Commodities / Crude Oil Aug 02, 2013 - 04:22 PM GMT

By: Andrew_McKillop

Commodities

TIME WAS
Due to the recession, global oil demand in 2008 went down as global supply rose. Prices rose, also. Using US EIA data, global oil consumption decreased from 86.66 million barrels per day (Mbd) in the fourth quarter of 2007 to 86.34 Mbd in the first quarter of 2008. Between Q1 2008 and Q2 2008 global demand fell again, to 85.73 Mbd.


Between Q1 2008 and Q2 2008 prices for WTI grade oil on the US Nymex market increased sharply from $89.91 per barrel at the start of Q1 to $110.21 per barrel at the end of Q2, a growth of 22.6%. Overall therefore, demand fell and supply rose – and prices rose. A lot.

For the US EIA a major part of this sharp increase was attributed to what it called “volatility” in Venezuela and Nigeria, but it also noted an influx of investment money into commodities markets. At the time, investors were stampeding out of the falling real estate and stock markets, and among the commodities they bought gold and especially oil.

This equities market exit-bubble soon spread to other commodities. Investor funds swamped wheat, soy, vegetable oils, other food commodities and precious metals other than gold. One major impact was a world food price bubble starting in Q1 2008, driving up food prices dramatically in countries heavily dependent on imported foods. Food riots were commonplace in many less-developed countries.

Until Q1 2008, Daniel Yergin of the CERA consulting company did not believe there was any supply problem for oil, and claimed its price would soon retreat to “normal”, but in May 2008 he amended that position to predict that oil would reach $150 during 2008, “due to tightness of supply”. This reversal of opinion was significant because CERA provides price forecasts for many official bodies.

TIME IS
On August 1, 2013 Nymex prices for WTI hit $107.90 a barrel in early trading.

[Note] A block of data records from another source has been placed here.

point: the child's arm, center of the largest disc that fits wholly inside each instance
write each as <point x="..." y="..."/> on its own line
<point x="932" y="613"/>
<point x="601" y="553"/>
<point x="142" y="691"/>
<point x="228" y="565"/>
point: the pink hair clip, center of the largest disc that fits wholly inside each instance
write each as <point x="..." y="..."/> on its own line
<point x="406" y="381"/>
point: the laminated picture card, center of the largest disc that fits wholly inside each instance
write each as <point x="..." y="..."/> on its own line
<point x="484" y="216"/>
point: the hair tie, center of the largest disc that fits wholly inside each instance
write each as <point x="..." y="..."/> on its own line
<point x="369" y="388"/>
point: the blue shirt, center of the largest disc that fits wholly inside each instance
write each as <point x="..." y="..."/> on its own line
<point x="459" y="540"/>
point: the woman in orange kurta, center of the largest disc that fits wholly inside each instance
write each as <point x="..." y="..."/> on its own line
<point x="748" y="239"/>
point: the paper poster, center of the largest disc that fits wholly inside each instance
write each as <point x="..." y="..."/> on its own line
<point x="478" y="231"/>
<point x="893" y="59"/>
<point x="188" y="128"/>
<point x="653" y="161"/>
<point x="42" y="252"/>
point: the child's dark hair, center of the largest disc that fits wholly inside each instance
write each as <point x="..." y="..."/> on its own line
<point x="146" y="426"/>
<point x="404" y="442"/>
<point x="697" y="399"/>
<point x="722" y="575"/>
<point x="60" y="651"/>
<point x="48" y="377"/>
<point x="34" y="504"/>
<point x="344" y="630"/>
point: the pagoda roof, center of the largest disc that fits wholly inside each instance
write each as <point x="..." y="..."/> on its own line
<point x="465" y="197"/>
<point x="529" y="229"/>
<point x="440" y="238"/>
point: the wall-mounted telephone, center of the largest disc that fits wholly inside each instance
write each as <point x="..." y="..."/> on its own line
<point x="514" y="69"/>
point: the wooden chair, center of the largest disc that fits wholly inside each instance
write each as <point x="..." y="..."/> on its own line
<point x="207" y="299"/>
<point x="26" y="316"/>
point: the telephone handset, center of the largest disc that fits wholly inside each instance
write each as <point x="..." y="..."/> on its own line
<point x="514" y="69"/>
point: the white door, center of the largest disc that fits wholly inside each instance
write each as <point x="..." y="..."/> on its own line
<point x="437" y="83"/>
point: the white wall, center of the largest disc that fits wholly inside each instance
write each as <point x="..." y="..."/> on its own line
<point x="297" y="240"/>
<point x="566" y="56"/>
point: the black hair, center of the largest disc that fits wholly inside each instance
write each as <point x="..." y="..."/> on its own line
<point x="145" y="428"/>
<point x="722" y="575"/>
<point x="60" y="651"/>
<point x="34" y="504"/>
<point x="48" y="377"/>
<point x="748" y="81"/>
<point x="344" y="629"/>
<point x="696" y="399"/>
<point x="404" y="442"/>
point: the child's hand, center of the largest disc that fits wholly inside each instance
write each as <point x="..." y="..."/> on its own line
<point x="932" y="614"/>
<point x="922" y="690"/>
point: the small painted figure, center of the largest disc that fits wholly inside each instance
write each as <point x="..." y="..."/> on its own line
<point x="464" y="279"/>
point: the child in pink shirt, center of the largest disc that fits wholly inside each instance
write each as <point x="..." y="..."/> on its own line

The most-cited catalyst was continuing concern on the removal from office of Egypt's democratically elected President, Mohamed Moursi. Commodities traders worried that the Suez Canal could be closed if unrest spread.

(see my July 14 article/  http://www.marketoracle.co.uk/Article41390.html

Other supporting rationales included the unlikelihood of the US Fed starting to taper down, due to a “worrying absence of inflation pressure” in the US economy. Another was the Libyan situation. Bloomberg reported that: "Libya, holder of Africa's biggest crude reserves, has closed all oil terminals except Zawiya amid labor protests, according to Oil Minister Abdulbari Al-Arusi.   Zawiya, capable of handling 300,000 barrels a day is operating, while the largest port, Es Sider, and others including Ras Lanuf, Marsa Brega and Hrega are shut, the minister said”. Probable loss of export supply will be around 0.325 Mbd, he said. Iraq's surging production may come under downward pressure if Sunni insurgents target its northern pipeline, and technical problems are curbing output in the south.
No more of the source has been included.